For Gordon Wood, going to jail was traumatic. But it was nothing compared to how he felt the night his girlfriend, Caroline Byrne, died.
He still grieves for her, and wonders whether he could have done anything to prevent her death.
"It still weighs heavily on me, whether I could have done more in the days before she died, whether I should have read some of the signals better," he tells The Weekly, breaking down in public for the first time since Caroline's death.
Caroline Byrne died in 1995 at notorious Sydney suicide spot The Gap. Some believed Gordon, who worked for stockbroker Rene Rivkin, had killed her because she knew too much about his business dealings.
Gordon was found guilty of her murder in 2008, but this year, the Court of Criminal Appeal overturned the verdict, questioning the evidence and arguments from his original trial.
Gordon declined to give evidence in court and has never spoken publicly about Caroline's death or their relationship.
Breaking his silence to The Weekly, Gordon was reduced to tears twice during the interview.
Once, when he spoke about the days before Caroline died; the second when he spoke about the future he hoped they would share.
"When I met Caroline, it was clear to me why I was on this planet [and that] was to be a husband and a father," he says.
"I don't care if I clean toilets; I knew that was it.

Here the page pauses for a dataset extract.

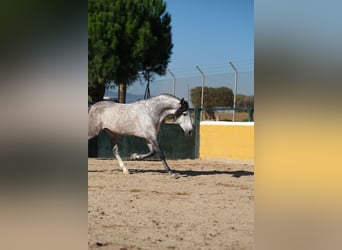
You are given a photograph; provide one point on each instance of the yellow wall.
(227, 140)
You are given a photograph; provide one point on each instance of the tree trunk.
(122, 93)
(97, 93)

I knew we were going to get married and have children, and whatever else I did, I was going to do that brilliantly."
Gordon says rumours of a gay affair with his boss, Rene Rivkin, were "nonsense", and that Rene was not a criminal.

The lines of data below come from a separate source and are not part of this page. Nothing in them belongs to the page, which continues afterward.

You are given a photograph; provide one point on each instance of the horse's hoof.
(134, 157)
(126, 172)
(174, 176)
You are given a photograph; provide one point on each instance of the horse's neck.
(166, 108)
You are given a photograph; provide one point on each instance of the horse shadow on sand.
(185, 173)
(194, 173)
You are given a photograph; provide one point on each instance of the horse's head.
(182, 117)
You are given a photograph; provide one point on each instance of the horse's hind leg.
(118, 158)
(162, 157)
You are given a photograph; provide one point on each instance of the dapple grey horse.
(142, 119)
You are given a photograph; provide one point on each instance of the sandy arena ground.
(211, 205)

"To call him a fraudster is unfair, he wasn't. He might have sailed close to the wind in terms of taxes and what have you [but] in my knowledge and experience, he was a lovely guy."

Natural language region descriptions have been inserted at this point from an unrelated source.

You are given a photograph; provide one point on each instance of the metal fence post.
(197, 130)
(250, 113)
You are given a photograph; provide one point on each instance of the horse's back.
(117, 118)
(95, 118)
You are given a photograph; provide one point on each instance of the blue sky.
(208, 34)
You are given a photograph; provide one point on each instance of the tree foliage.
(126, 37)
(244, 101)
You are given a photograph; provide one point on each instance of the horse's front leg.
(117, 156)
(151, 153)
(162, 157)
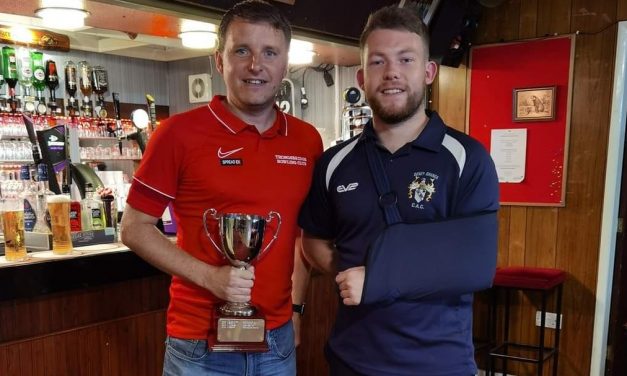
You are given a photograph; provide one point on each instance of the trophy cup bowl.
(240, 327)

When asked how the Wood family felt about Caroline's father Tony's belief that Gordon was guilty, his sister Jackie said: "We understand how difficult it would be to accept one suicide in the family [Caroline's mother committed suicide]. We understand how impossible it would be to accept a second one. And I guess now he's got a difficult task ahead of him of actually dealing with the fact that his daughter committed suicide."